Andrej Karpathy关于LLM Wiki的想法如下:
# LLM Wiki

A pattern for building personal knowledge bases using LLMs.

This is an idea file, it is designed to be copy pasted to your own LLM Agent (e.g. OpenAI Codex, Claude Code, OpenCode / Pi, or etc.). Its goal is to communicate the high level idea, but your agent will build out the specifics in collaboration with you.

## The core idea

Most people's experience with LLMs and documents looks like RAG: you upload a collection of files, the LLM retrieves relevant chunks at query time, and generates an answer. This works, but the LLM is rediscovering knowledge from scratch on every question. There's no accumulation. Ask a subtle question that requires synthesizing five documents, and the LLM has to find and piece together the relevant fragments every time. Nothing is built up. NotebookLM, ChatGPT file uploads, and most RAG systems work this way.

The idea here is different. Instead of just retrieving from raw documents at query time, the LLM **incrementally builds and maintains a persistent wiki** — a structured, interlinked collection of markdown files that sits between you and the raw sources.
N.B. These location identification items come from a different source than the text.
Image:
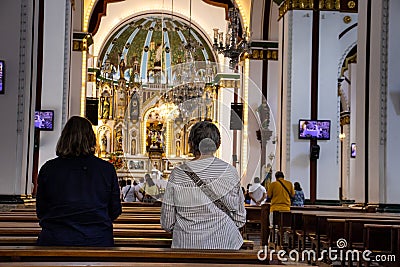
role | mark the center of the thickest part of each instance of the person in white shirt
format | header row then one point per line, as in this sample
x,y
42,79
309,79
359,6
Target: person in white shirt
x,y
257,193
128,192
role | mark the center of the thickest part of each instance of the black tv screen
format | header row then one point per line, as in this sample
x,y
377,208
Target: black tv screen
x,y
1,76
315,129
44,120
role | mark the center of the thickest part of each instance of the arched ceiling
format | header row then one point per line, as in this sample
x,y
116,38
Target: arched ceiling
x,y
206,14
147,36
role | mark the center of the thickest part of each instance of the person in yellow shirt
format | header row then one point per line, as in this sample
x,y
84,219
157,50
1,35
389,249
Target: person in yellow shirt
x,y
280,193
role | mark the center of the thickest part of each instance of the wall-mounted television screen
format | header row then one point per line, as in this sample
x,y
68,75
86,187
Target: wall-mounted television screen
x,y
315,129
353,150
44,120
2,76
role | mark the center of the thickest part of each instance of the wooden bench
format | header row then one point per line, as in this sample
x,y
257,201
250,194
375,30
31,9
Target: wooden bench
x,y
125,254
121,264
119,241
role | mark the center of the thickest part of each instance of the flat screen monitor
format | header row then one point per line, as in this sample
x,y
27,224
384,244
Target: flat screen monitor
x,y
315,129
44,120
1,76
353,150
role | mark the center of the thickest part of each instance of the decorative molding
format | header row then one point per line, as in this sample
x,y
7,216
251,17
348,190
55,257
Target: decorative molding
x,y
344,118
289,89
23,39
344,57
99,10
261,54
348,6
384,70
66,71
224,4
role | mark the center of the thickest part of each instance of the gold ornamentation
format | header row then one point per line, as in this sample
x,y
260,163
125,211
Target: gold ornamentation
x,y
347,19
351,4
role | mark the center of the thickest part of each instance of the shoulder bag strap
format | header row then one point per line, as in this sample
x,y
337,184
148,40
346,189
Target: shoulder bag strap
x,y
127,191
290,196
206,190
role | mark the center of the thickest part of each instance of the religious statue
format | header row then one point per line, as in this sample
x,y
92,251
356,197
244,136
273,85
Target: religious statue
x,y
133,146
106,109
104,141
121,102
118,139
178,148
122,69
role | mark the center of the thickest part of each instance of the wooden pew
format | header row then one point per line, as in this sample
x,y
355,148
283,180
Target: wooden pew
x,y
385,249
133,228
119,241
121,264
314,224
126,254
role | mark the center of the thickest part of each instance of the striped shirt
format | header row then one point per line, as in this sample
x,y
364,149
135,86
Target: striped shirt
x,y
194,220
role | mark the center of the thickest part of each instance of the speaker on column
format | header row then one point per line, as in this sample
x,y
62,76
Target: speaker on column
x,y
92,110
314,151
236,116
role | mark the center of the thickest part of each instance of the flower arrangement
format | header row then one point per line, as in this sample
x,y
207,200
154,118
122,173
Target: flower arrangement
x,y
116,160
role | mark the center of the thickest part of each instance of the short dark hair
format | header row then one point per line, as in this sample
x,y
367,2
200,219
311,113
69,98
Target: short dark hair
x,y
77,138
297,186
279,174
204,138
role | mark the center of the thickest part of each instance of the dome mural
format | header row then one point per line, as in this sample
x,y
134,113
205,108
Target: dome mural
x,y
145,46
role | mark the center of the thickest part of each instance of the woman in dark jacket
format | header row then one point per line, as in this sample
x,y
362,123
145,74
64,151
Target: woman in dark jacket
x,y
78,195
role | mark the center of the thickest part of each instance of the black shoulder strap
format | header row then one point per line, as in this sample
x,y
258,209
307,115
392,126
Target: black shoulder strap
x,y
290,196
206,190
127,191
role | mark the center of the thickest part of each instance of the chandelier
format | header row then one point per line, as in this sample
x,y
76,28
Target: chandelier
x,y
234,44
191,89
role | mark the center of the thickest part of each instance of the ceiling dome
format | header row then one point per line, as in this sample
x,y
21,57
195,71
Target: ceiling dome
x,y
152,42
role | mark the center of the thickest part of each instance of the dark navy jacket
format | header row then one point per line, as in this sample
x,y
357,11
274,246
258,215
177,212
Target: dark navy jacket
x,y
76,202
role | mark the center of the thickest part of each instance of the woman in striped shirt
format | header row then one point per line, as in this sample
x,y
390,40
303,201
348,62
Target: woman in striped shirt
x,y
190,212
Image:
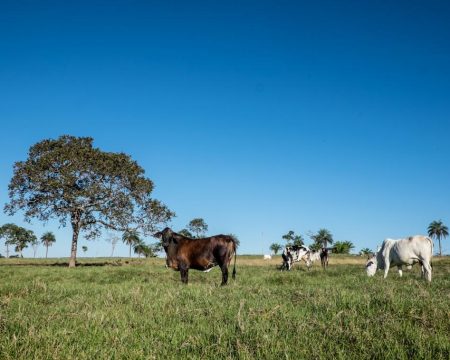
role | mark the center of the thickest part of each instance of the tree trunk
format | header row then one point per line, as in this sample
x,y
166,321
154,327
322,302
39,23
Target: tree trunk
x,y
75,220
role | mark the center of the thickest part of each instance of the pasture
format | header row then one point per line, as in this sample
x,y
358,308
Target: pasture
x,y
114,309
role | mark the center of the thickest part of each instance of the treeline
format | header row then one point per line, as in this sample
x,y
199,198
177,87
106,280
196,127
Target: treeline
x,y
436,230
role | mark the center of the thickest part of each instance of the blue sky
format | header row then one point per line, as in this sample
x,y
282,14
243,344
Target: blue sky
x,y
259,116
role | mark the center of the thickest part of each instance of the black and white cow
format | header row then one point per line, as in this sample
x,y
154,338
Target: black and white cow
x,y
293,254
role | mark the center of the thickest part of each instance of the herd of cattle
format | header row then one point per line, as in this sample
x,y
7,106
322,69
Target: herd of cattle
x,y
184,253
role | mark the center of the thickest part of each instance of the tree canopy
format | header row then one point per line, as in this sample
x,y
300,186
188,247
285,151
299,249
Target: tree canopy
x,y
275,248
17,236
323,237
70,180
438,230
198,226
343,247
292,239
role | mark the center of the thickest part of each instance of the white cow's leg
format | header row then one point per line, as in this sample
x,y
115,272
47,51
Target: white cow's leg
x,y
427,267
386,269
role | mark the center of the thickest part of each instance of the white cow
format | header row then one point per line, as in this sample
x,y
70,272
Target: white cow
x,y
293,254
409,251
314,255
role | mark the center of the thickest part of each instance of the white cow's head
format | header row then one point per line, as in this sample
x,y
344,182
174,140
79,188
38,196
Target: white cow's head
x,y
371,266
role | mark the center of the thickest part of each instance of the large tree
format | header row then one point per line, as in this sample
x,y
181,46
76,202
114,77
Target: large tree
x,y
112,238
198,226
292,239
47,239
323,237
438,231
70,180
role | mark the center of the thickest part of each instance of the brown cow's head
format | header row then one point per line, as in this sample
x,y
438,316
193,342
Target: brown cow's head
x,y
166,236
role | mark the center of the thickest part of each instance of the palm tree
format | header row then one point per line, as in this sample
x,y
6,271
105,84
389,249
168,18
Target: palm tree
x,y
293,239
131,237
323,237
365,251
198,226
47,239
275,248
438,230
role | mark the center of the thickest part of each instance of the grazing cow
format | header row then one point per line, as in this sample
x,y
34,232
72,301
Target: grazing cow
x,y
409,251
324,257
293,254
184,253
314,255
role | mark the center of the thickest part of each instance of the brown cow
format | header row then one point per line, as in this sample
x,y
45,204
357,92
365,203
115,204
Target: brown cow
x,y
324,257
184,253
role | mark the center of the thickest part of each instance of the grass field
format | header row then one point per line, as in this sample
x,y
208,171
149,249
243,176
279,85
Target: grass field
x,y
137,309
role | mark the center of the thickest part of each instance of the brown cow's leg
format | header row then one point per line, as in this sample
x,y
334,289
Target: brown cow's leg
x,y
184,274
224,269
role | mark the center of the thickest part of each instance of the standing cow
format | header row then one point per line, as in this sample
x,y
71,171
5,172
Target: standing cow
x,y
293,254
184,253
409,251
324,257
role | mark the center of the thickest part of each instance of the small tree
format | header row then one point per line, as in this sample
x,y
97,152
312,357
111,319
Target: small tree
x,y
47,239
141,248
438,230
292,239
365,251
34,244
131,237
198,226
343,247
275,248
323,237
315,246
17,236
70,180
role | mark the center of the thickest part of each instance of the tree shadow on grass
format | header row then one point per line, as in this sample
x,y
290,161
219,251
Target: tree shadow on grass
x,y
66,264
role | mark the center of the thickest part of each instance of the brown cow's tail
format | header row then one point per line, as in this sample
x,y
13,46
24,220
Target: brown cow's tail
x,y
235,244
234,266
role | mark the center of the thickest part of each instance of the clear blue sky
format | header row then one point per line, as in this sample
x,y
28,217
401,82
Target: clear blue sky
x,y
259,116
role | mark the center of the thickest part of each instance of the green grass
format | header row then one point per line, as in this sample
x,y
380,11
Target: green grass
x,y
141,310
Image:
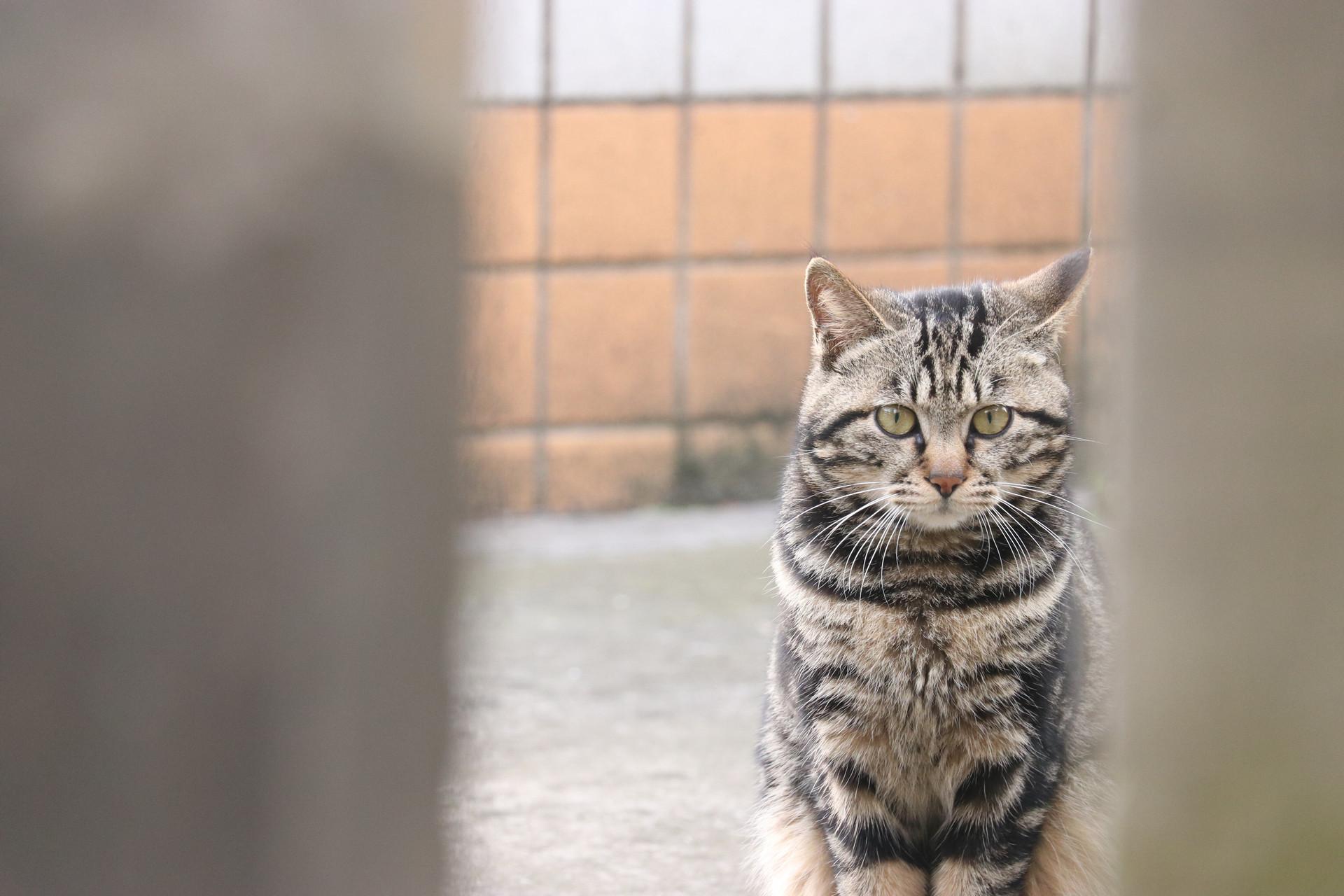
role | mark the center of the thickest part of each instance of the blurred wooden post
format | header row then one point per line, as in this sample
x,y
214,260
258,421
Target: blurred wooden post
x,y
1234,587
226,270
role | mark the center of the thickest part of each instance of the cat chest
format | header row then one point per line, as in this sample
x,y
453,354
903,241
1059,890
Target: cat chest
x,y
918,711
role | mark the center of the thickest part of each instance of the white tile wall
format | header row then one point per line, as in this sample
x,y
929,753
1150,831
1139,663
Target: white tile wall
x,y
1026,43
505,49
891,45
1113,46
626,49
756,48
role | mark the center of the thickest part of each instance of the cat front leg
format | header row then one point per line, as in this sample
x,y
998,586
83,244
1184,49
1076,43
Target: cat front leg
x,y
790,855
883,879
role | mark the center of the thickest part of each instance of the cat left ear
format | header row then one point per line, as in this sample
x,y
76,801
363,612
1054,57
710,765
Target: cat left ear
x,y
841,312
1051,295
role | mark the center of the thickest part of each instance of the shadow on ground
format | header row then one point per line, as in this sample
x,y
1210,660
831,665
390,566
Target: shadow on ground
x,y
609,694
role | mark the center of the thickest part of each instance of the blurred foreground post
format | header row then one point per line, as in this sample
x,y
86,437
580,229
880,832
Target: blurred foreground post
x,y
226,242
1234,484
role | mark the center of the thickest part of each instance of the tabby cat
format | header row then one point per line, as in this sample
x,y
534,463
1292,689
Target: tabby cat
x,y
936,687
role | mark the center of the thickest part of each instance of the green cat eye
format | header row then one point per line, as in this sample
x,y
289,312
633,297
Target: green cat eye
x,y
897,419
991,421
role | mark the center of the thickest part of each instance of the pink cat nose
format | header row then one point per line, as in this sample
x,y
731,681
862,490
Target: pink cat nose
x,y
946,482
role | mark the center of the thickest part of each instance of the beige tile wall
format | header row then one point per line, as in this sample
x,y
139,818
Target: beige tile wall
x,y
636,331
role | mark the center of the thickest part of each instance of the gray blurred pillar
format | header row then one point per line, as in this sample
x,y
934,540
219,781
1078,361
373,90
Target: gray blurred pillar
x,y
1234,626
226,241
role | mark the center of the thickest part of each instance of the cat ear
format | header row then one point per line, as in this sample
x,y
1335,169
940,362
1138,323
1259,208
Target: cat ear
x,y
1051,295
841,312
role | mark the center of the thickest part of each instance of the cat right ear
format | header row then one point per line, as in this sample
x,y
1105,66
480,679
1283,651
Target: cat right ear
x,y
841,314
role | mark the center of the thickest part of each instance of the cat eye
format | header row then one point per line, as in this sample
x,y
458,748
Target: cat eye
x,y
897,419
991,421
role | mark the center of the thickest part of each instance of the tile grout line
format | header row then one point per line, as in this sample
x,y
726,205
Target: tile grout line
x,y
765,258
680,267
955,141
1085,187
1089,83
823,111
858,96
543,266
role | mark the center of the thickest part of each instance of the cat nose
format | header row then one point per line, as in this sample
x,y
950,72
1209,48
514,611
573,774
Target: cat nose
x,y
946,482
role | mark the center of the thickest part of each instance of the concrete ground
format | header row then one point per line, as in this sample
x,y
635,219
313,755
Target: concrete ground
x,y
609,691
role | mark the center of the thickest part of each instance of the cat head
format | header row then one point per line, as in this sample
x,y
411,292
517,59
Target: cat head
x,y
932,399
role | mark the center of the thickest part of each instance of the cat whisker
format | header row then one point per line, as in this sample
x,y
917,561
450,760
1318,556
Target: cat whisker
x,y
1053,533
1041,500
1054,495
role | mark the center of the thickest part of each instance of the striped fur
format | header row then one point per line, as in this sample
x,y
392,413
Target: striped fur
x,y
934,694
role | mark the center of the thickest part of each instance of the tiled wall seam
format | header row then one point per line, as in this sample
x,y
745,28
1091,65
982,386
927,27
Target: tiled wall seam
x,y
823,106
543,246
682,337
955,144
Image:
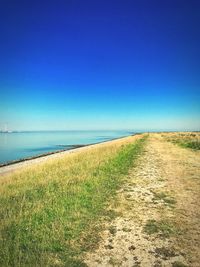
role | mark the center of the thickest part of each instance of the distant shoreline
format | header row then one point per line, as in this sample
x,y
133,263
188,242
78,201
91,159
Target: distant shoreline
x,y
13,165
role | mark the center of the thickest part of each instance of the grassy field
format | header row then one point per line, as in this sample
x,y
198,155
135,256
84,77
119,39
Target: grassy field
x,y
185,139
50,213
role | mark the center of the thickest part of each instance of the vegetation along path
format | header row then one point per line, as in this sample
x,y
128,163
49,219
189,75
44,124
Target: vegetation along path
x,y
158,207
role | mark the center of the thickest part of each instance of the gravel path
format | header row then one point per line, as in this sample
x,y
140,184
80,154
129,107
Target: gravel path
x,y
160,216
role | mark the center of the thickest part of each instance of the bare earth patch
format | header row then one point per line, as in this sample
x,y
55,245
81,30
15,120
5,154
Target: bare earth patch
x,y
159,203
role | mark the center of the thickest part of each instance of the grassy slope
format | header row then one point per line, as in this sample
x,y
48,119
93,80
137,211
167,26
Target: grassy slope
x,y
50,213
187,140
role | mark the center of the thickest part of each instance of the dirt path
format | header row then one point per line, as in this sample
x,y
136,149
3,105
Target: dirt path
x,y
159,203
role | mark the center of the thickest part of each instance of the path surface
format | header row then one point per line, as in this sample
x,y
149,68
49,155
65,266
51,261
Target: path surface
x,y
159,223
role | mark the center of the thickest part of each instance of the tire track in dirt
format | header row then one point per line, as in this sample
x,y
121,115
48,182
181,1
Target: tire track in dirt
x,y
147,232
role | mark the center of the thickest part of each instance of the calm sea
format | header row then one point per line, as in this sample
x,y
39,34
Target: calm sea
x,y
20,145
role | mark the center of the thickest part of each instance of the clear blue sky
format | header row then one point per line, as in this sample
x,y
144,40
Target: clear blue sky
x,y
100,64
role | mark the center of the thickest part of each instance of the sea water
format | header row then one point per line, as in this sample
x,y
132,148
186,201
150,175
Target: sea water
x,y
20,145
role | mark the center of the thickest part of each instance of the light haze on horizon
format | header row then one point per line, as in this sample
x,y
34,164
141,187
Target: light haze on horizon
x,y
100,65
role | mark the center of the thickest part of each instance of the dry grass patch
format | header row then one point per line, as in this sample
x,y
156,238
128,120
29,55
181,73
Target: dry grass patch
x,y
51,213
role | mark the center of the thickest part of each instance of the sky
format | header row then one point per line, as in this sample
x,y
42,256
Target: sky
x,y
73,64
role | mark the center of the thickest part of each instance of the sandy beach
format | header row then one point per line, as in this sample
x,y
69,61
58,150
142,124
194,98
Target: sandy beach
x,y
55,155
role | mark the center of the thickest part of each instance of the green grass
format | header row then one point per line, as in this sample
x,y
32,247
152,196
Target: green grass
x,y
52,213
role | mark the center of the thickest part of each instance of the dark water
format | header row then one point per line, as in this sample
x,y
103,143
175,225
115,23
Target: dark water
x,y
19,145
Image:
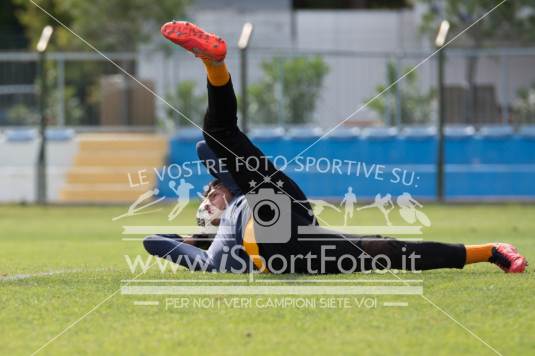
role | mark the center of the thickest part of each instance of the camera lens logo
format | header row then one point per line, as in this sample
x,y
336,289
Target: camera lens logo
x,y
266,213
272,216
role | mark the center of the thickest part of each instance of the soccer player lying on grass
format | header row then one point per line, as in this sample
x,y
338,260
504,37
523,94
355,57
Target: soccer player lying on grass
x,y
238,247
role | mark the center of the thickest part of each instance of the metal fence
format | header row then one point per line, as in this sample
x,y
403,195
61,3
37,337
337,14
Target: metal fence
x,y
485,86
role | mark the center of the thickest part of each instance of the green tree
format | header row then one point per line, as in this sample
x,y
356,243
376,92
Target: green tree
x,y
109,25
524,105
415,105
510,24
295,82
191,104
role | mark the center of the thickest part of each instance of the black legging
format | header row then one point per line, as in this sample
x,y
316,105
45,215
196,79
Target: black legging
x,y
227,141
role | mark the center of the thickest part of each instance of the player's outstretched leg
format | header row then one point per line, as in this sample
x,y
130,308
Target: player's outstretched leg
x,y
504,255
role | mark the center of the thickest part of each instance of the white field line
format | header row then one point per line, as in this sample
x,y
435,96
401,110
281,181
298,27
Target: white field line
x,y
18,277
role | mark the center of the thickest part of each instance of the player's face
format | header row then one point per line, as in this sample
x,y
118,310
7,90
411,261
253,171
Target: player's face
x,y
214,204
218,197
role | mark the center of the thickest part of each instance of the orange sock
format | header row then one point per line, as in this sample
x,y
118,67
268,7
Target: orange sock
x,y
478,253
217,72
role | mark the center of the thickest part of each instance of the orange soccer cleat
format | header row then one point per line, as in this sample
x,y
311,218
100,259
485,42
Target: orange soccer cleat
x,y
203,44
506,257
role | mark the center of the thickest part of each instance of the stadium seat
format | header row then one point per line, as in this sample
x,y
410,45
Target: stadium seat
x,y
490,131
60,134
189,133
379,132
419,131
20,135
459,131
304,132
527,131
260,133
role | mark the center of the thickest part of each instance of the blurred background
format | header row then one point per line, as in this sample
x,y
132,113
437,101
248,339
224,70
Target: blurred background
x,y
309,65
When you add a new source, the LLM doesn't just index it for later retrieval. It reads it, extracts the key information, and integrates it into the existing wiki — updating entity pages, revising topic summaries, noting where new data contradicts old claims, strengthening or challenging the evolving synthesis. The knowledge is compiled once and then *kept current*, not re-derived on every query.

This is the key difference: **the wiki is a persistent, compounding artifact.** The cross-references are already there. The contradictions have already been flagged. The synthesis already reflects everything you've read. The wiki keeps getting richer with every source you add and every question you ask.

You never (or rarely) write the wiki yourself — the LLM writes and maintains all of it. You're in charge of sourcing, exploration, and asking the right questions. The LLM does all the grunt work — the summarizing, cross-referencing, filing, and bookkeeping that makes a knowledge base actually useful over time. In practice, I have the LLM agent open on one side and Obsidian open on the other. The LLM makes edits based on our conversation, and I browse the results in real time — following links, checking the graph view, reading the updated pages. Obsidian is the IDE; the LLM is the programmer; the wiki is the codebase.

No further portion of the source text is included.